Takuma Sato fez a sua estreia na Fórmula 1 em 2002, bancado pela Honda, que fornecia motores para a Jordan. Assim como Massa, Sato mostrou uma boa velocidade, porém como a Jordan passaria a ter a Ford como fornecedora de motores em 2003, a permanência do japonês com os britânicos não fazia mais sentido.

Desta maneira, a Honda realocou Sato como piloto de testes da BAR em 2003. A reviravolta em sua carreira veio com a demissão de Jacques Villeneuve no fim da temporada. Sato reestreou na categoria no GP do Japão do mesmo ano, permanecendo na equipe até 2005. Em 2006, ele migrou para a Super Aguri, onde correu até 2008.

5 – Jacques Villeneuve

Assim como Prost e Mansell, Jacques Villeneuve foi outro campeão mundial que ficou a pé. Melhor do mundo em 1997, o canadense fundou a BAR em 1999 junto com seu empresário, Craig Pollock, onde permaneceu até 2003. Sem conseguir repetir os dias de glória de sua fase na Williams, Villeneuve deixou a equipe no fim de 2003.

Sem contrato, Villeneuve resolveu tirar o ano de 2004 para descansar. Porém, faltando três corridas para o fim da temporada, ele foi chamado pela Renault para substituir o italiano Jarno Trulli. O desempenho não foi muito bom e o canadense não conseguiu marcar um ponto sequer. Mesmo assim, a Sauber lhe ofereceu um contrato de dois anos, que acabaram sendo um e meio, já que Villeneuve deixou a categoria após o GP da Alemanha de 2006, sendo substituído por Robert Kubica.

6 – Nico Hülkenberg

Com títulos na Fórmula BMW, Fórmula 3, A1GP e GP2, Nico Hülkenberg desembarcou com moral na F1 em 2010, pela Williams. O ano de estreia do alemão foi bom para um novato, e ele chegou a marcar uma pole position improvável em Interlagos. Porém, a Williams já começava a passar por problemas financeiros e optou por contratar Pastor Maldonado para a temporada seguinte. O venezuelano trazia uma grana importante da petrolífera PDVSA.

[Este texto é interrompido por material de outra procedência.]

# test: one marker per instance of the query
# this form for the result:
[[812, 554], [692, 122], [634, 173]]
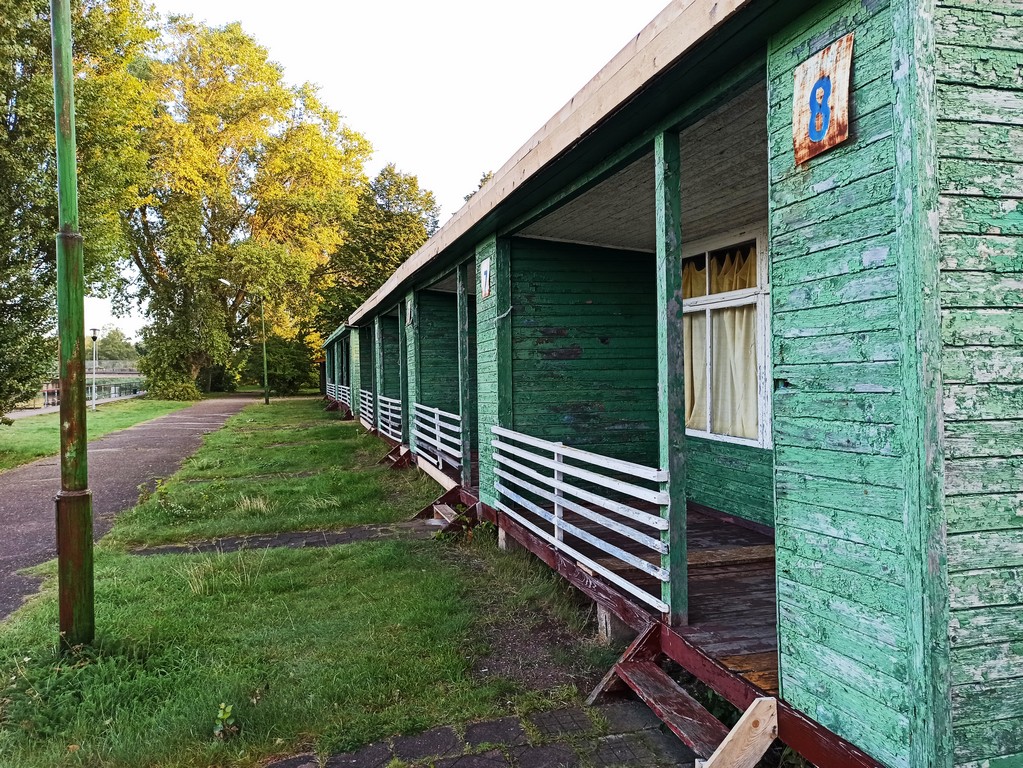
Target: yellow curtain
[[734, 353]]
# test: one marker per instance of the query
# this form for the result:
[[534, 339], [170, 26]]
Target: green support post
[[670, 378], [74, 502], [464, 408], [406, 409]]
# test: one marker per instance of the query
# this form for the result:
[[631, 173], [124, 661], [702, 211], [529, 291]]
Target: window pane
[[732, 269], [695, 344], [734, 371], [695, 277]]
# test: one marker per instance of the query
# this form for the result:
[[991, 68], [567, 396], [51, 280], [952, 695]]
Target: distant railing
[[366, 406], [438, 436], [586, 507], [103, 391], [390, 422]]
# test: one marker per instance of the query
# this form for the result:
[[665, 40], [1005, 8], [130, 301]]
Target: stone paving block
[[669, 748], [621, 750], [624, 717], [299, 761], [507, 731], [562, 722], [553, 756], [439, 742], [373, 756], [493, 759]]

Sem lugar na categoria, Hülkenberg foi para a Force India ser piloto de teste. Ele foi efetivado como piloto titular em 2012, quando Adrian Sutil teve alguns problemas com a justiça. Em 2013, Hülk migrou para a Sauber por um ano, mas retornou para a equipe indiana, onde ficou até 2016. Na temporada seguinte, a Renault contratou o alemão, que ficou na escuderia até 2019.